Batman 1939: Swimming in the Styx

Chapter 4: Rising Action​


A flock of neighbors clustered around Arturo Bertinelli's apartment door. Some were drawn by the the thump of heavy objects hitting the floor. Most were drawn by the screaming. They had arrived in various kinds of nightly dress (or undress) and carried rolling pins, canes, shoes, and other domestic weapons. An octogenarian named Gretchen, the boldest of the flock, knocked on the door, but there was no answer. A few neighbors tried to yell inside, but no one responded. Soon they heard a low, unfamiliar voice in the room, speaking to another occupant. The voice spoke for minutes, but it was too soft and deep for anyone to understand.

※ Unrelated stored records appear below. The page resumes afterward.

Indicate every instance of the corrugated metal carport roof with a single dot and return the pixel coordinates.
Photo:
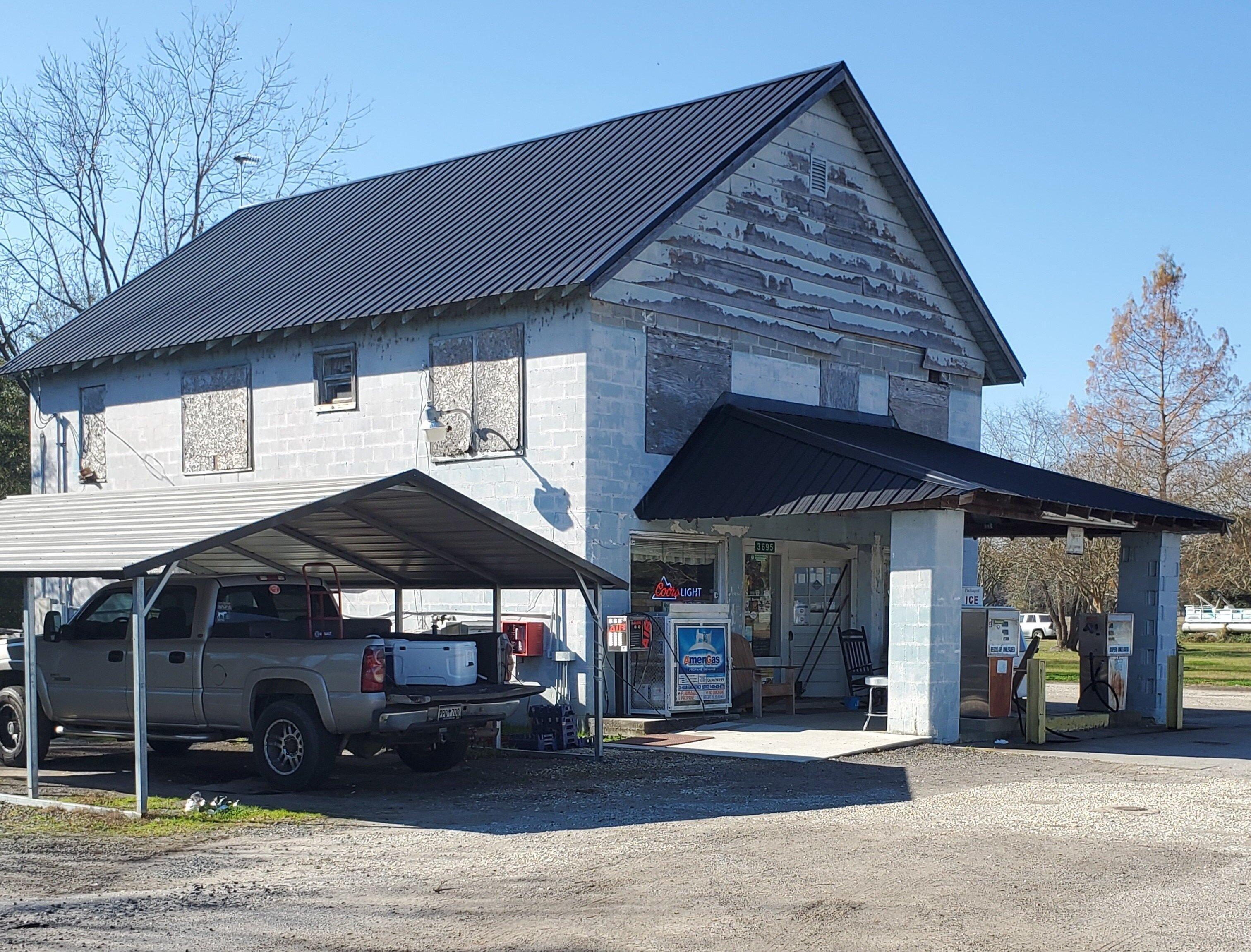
(408, 530)
(821, 461)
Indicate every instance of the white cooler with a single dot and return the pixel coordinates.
(451, 664)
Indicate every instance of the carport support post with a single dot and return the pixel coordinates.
(598, 612)
(138, 621)
(32, 674)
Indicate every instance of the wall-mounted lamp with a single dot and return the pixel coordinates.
(433, 427)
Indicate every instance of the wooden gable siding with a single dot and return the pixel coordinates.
(764, 246)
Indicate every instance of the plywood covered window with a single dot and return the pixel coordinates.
(336, 374)
(477, 383)
(217, 421)
(921, 406)
(685, 377)
(93, 460)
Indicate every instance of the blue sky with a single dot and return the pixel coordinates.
(1061, 146)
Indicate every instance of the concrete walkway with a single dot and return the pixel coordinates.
(790, 737)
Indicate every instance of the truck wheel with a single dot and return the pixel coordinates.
(293, 750)
(434, 757)
(13, 729)
(169, 748)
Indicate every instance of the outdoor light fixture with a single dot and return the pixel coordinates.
(433, 427)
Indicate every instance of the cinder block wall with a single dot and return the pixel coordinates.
(544, 489)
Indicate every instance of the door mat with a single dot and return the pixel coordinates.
(662, 740)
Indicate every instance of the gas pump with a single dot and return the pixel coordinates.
(990, 642)
(1105, 642)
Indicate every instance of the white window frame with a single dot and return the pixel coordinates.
(319, 357)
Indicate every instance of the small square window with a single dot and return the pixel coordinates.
(336, 373)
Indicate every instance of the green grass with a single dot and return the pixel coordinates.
(1214, 664)
(165, 818)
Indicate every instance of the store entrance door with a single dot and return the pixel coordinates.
(820, 602)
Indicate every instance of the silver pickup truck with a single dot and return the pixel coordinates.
(263, 657)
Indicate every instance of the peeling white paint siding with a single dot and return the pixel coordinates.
(762, 246)
(757, 376)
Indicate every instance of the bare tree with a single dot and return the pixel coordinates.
(107, 168)
(1164, 412)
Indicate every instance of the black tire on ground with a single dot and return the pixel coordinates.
(13, 729)
(292, 747)
(434, 757)
(169, 748)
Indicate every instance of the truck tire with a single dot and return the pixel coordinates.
(169, 748)
(434, 757)
(13, 729)
(293, 750)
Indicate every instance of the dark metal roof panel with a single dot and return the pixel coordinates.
(821, 461)
(537, 214)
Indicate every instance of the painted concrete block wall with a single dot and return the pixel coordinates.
(1148, 587)
(544, 489)
(926, 583)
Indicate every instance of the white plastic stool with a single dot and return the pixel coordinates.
(874, 682)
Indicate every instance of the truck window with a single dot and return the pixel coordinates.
(108, 616)
(172, 615)
(242, 603)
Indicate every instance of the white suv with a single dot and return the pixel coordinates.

The neighbors faced a dilemma. There knew exactly who owned the room (no one else had a brick facade), and they knew that whatever was happening inside was bad. But was it the kind of bad that needed the police? Or was it the kind of bad that definitely should not involve the police? That was the problem with living around wise guys: they had plenty of expectations, but they weren't big on communication. No one published a civilian handbook for this sort of grey area. The mob didn't offer a yearly seminar.

While the neighbors debated, the stairwell door was kicked open and Wonder Woman leaped out. Shocking a Gothamite was next to impossible, but she came close. The flock watched her as she approached at a brisk jog. Wonder Woman stopped in front of them, arms akimbo, and proclaimed, "Don't worry, I'm here to assist."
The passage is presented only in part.